Wow. My prediction regading MCI took even less time to materialize than I expected.

The Cliff Notes version of the facts:

  • On February 4, MCI received an unsolicited $6.3 billion takeover bid from Qwest Communications International.
  • On February 14, Verizon made an offer to buy MCI for $6.7 billion in stock and cash. (Each share of MCI stock would garner $14.42 in Verizon stock, $1.50 in cash and $4.50 in MCI dividends.)
  • Today, Qwest upped its offer for the second time. (Under the latest Qwest offer, each share of MCI stock would receive $15.50 in Qwest stock, $3.10 in cash and $6 in MCI dividends.) The revised Qwest offer is worth about 20% more than the Verizon offer.
  • Also today, MCI reported a loss of $32 million in the fourth quarter of 2004 and a loss of $3.89 billion ($12.12 a share) for all of 2004 (due to heavy bankruptcy-related impairment charges in the third quarter).

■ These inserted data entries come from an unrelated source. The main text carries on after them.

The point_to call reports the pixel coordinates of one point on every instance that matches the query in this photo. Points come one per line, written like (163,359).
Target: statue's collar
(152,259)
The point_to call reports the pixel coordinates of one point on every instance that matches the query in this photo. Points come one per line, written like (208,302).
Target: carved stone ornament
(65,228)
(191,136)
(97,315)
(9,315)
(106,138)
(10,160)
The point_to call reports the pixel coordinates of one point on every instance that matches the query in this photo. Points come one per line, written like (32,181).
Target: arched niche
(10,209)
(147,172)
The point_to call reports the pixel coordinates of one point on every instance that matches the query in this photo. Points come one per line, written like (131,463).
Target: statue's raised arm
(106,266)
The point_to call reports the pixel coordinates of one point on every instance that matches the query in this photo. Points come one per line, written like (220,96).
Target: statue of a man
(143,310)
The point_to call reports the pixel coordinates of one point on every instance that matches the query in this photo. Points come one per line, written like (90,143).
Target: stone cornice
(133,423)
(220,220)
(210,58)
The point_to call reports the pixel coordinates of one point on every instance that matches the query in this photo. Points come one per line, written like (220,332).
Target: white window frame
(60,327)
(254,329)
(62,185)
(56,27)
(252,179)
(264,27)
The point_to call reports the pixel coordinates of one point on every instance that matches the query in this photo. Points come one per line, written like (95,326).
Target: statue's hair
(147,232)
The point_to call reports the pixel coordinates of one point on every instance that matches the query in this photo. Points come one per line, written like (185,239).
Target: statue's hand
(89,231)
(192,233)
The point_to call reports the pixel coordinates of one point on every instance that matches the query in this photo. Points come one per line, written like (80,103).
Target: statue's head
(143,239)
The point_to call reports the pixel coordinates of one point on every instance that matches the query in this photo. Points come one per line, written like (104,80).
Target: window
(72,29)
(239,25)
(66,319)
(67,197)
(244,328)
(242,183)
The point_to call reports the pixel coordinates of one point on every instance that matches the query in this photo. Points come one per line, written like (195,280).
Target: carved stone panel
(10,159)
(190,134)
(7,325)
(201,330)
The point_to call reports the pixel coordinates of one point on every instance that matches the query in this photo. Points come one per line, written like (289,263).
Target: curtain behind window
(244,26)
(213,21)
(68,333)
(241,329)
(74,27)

Quarterly revenue fell 10% to $4.97 billion (from $5.5 billion a year before) and annual revenue fell 15% to $20.7 billion.
  • MCI's board will review Qwest's offer while pressing ahead with a deal with Verizon, says CEO Michael Capellas told investors on a conference call. Verizon is the "right partner" for MCI, he said.

The "insights" from the "experts" and other observations:

  • The SBC-AT&T and Verizon-MCI transactions are an acknowledgment of what insiders have known for a while: that the long-distance business as a stand-alone service is, for all practical purposes, dead. "I think we all knew it was over two to three years ago," says Dominic Endicott, head of the telecommunications practice at Booz Allen Hamilton. "The deals are just cleanup work." Raul Katz, CEO of Adventis, a consulting group in Boston, goes a step further. "The long-distance business was always dead," referring to the industry's ultimately fruitless scramble to figure a way around the Bells' grip on the local phone markets. "It was just a matter of when it was going to die."
  • Qwest has a market value of just $7.5 billion but $17 billion in debt. Analyst believe that if Qwest wins the bidding war, it will use MCI's $5 billion cash reserve to help pay down its debt.
  • Analysts have said Qwest is a weaker partner for strategic reasons. It doesn't own its own wireless network, which is considered critical for growth in the telecom industry. It also serves a primarily rural, 14-state region where there are few business centers, so a marriage with MCI would not likely result in as many cost efficiencies.
  • Although Verizon is the strongest among the regional phone companies, it faced a difficult task of determining whether it would be cheaper to build its own corporate client base, rather than buy MCI's, analysts said. With most of MCI's business going away or under attack from stiff competition, some said it could have been more effective for the company to build its own roster of customers.